You are a very brave woman to share your “uniqueness”. This is my favourite word. We are all so different and yet society expects us to fit in that special little box called okay. You need support, you need unconditional love, you need honesty and friends who will allow you to be who you are and do what you can when you are able. Hugs! Rhonda


Dear Effi,
I saw the Effi I know in those words. Smart, strong, sensitive and caring.
I see your process and the steps you’ve taken for those things you value.
I also see the hurt and the struggle because it can be hard.
So grateful to have the opportunity to experience that.


Dear Effie,
You speak my truth! Very candid article and I appreciate your honesty and personal sacrifice to share it. I wish you good mental health on your journey forward.


Dear Effi,

I too cringe when I hear people label themselves as sick or weak or an addict. It suggests that they are flawed as a person. One may have diabetes or high blood pressure. That should not mean that they are a diabetic or a hypertensive, a person labelled as “flawed”. I wish to emphasize the same with anxiety or depression. When anyone is confronted by a situation that is beyond their understanding, it is natural to feel overwhelmed, to be afraid, anxious, insecure. This is a natural protective instinct. If prolonged or triggered too easily or too intensely, that natural instinct can become debilitating.

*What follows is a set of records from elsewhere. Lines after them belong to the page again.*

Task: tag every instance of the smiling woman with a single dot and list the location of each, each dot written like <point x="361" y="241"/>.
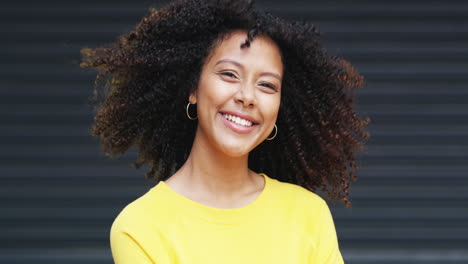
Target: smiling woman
<point x="242" y="116"/>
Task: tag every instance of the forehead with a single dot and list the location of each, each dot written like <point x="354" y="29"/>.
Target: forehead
<point x="263" y="51"/>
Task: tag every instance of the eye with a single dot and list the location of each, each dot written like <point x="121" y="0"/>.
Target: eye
<point x="229" y="74"/>
<point x="268" y="85"/>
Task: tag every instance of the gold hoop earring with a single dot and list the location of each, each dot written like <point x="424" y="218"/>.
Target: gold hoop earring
<point x="276" y="132"/>
<point x="188" y="115"/>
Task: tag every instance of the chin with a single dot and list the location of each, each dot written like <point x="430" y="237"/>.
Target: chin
<point x="236" y="150"/>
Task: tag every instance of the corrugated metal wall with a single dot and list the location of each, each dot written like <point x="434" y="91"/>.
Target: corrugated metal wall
<point x="59" y="194"/>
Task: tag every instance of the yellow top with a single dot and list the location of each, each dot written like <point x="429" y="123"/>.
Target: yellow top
<point x="285" y="224"/>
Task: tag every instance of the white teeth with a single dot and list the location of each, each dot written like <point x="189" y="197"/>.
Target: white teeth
<point x="238" y="120"/>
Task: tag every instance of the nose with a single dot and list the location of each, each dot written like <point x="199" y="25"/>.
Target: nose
<point x="246" y="95"/>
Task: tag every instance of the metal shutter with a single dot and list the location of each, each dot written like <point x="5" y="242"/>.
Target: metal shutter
<point x="59" y="194"/>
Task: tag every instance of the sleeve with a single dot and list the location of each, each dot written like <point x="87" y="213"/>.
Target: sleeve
<point x="126" y="249"/>
<point x="328" y="251"/>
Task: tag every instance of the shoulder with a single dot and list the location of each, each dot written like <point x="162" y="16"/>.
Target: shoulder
<point x="146" y="210"/>
<point x="298" y="196"/>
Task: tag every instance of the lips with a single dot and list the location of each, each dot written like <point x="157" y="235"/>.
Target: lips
<point x="241" y="116"/>
<point x="238" y="124"/>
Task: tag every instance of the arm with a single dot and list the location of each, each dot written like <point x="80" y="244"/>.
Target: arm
<point x="328" y="251"/>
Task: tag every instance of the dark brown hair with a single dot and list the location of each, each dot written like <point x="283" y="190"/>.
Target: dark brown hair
<point x="147" y="75"/>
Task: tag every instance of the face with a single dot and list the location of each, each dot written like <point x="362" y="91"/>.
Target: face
<point x="238" y="94"/>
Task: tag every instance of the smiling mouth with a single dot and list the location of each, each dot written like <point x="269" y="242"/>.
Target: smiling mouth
<point x="237" y="120"/>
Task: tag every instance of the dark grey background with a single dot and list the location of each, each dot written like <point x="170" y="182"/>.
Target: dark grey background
<point x="59" y="194"/>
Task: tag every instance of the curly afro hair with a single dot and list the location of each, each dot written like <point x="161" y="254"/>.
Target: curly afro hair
<point x="145" y="79"/>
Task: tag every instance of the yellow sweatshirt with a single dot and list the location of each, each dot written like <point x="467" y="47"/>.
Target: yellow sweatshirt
<point x="285" y="224"/>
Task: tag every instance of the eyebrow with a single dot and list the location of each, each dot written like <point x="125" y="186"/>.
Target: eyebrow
<point x="242" y="66"/>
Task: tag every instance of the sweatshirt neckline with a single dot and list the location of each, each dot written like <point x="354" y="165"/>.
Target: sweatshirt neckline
<point x="213" y="214"/>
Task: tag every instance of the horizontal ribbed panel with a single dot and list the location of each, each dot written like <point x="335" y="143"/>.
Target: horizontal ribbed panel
<point x="59" y="193"/>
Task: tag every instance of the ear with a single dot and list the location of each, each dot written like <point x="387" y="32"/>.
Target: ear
<point x="193" y="97"/>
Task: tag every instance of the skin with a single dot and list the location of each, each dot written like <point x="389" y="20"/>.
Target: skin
<point x="246" y="81"/>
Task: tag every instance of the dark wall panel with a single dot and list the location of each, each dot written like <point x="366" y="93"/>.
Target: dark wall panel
<point x="60" y="194"/>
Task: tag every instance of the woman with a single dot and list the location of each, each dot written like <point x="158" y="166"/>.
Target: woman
<point x="212" y="93"/>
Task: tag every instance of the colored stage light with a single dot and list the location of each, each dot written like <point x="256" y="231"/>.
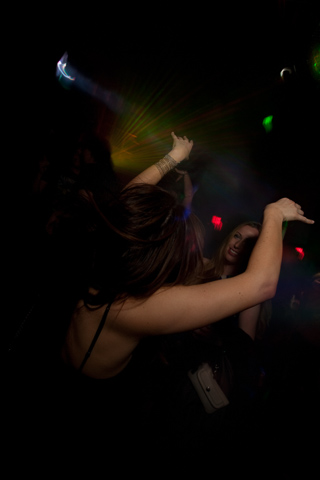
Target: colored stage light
<point x="216" y="222"/>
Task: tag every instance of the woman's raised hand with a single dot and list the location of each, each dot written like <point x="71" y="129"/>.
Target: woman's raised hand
<point x="290" y="210"/>
<point x="181" y="147"/>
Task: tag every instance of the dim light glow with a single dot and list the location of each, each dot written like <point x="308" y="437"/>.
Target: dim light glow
<point x="300" y="252"/>
<point x="216" y="222"/>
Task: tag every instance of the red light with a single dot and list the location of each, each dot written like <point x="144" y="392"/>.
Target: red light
<point x="216" y="222"/>
<point x="300" y="252"/>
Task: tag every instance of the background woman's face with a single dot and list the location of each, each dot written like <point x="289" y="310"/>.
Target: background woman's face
<point x="239" y="243"/>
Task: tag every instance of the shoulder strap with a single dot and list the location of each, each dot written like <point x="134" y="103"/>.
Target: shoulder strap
<point x="96" y="336"/>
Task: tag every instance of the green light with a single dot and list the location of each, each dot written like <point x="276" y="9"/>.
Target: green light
<point x="267" y="123"/>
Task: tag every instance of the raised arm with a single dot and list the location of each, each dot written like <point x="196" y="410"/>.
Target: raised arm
<point x="181" y="149"/>
<point x="182" y="308"/>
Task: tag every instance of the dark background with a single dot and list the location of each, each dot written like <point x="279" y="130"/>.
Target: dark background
<point x="209" y="55"/>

Since the underlying state is how much we understand or how fragile we see our existence, the effect is neither sickness nor weakness but an insufficiency in understanding the parameters of the unknowns and the strength of the self. This can be more easily remedied by one thrust at creating a sturdy self-image than can be effective by creating a new understanding or treatments for each of the multitudinous end stages.

We are not depressed people, neurotics, anxious, sick, or flawed. We are simply intelligent forces who need focused guidance to build (not fix or heal) the power of our mind to comprehend the vastness of our capricious world.